Vet doctors want autonomous ministry

Oct 19, 2012

Veterinary doctors have petitioned Parliament demanding for an autonomous ministry in charge of the animal industry.

By Moses Mulondo

Veterinary doctors have petitioned Parliament demanding for an autonomous ministry in charge of the animal industry.

Presenting the petition on behalf of veterinary fraternity and livestock farmers, president Emeritus of the Uganda Veterinary Association Dr. Misaki Kebba Kinani said the sector had its own ministry for many years since independence until the NRM government phased it out in early 1990s.

“All the crises in the animal sector like the cattle epidemic that has broken out in Kiruhura can be best addressed if we had an autonomous separate ministry,” Kinani argued.

Appearing before the parliament agriculture committee, the experts also recommended to government to ensure that ministry of agriculture, animal industry and fisheries, together with the industrial research institute, initiate a research project to convert maize stovers, rice strall and rice husks, into animal feeds to stop the current practice by farmers of burning them and leaving others to rot.

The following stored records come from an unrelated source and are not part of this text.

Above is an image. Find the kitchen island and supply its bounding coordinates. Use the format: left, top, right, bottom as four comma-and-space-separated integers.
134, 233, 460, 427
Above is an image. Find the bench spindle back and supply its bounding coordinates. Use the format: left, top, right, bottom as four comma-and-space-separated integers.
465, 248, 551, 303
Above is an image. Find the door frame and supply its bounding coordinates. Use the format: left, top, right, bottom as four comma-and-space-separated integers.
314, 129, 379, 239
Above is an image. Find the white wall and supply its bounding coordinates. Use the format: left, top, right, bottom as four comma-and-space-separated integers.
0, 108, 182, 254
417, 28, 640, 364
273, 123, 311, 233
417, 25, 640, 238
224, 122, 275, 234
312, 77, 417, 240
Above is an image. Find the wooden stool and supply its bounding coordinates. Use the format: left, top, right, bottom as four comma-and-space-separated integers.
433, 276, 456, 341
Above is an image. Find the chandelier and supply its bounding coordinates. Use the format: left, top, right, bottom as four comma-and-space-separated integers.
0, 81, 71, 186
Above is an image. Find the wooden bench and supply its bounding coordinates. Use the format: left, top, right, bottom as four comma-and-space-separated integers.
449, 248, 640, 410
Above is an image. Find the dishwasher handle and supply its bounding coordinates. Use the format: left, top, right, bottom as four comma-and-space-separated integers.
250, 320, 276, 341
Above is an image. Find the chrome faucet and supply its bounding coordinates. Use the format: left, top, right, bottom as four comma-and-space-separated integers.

They also want government to sensitize Uganda farmers to collect cow dung and cows urine to make manure for fertilizing the soil.

In a presentation made by the Uganda Veterinary Association president Dr. Samuel Okech, the veterinary experts also called upon government to amend all the relevant laws to be in line with the current local, regional and global dynamics in the animal industry.

“All the other East African Community nations have updated their livestock laws. It is only Uganda that is lagging behind,” Okech explained.

Okech said they have also written a letter to the President requesting him to establish a veterinary drugs authority separate from the national drug authority to supervise veterinary drugs many of which in circulation are fake.

They also called upon government to emulate many other world nations by establishing veterinary police to help in enforcing the laws for regulating the sector.

Okechi said the establishment of a separate ministry responsible for animal industry and fisheries will help to solve the various problems in the sector as is the case in other East African countries.

The parliament agriculture committee chairman Kasirivu Atwooki Kyamanya, who is also veterinary doctor, promised that they would defend the petitions on the floor of parliament.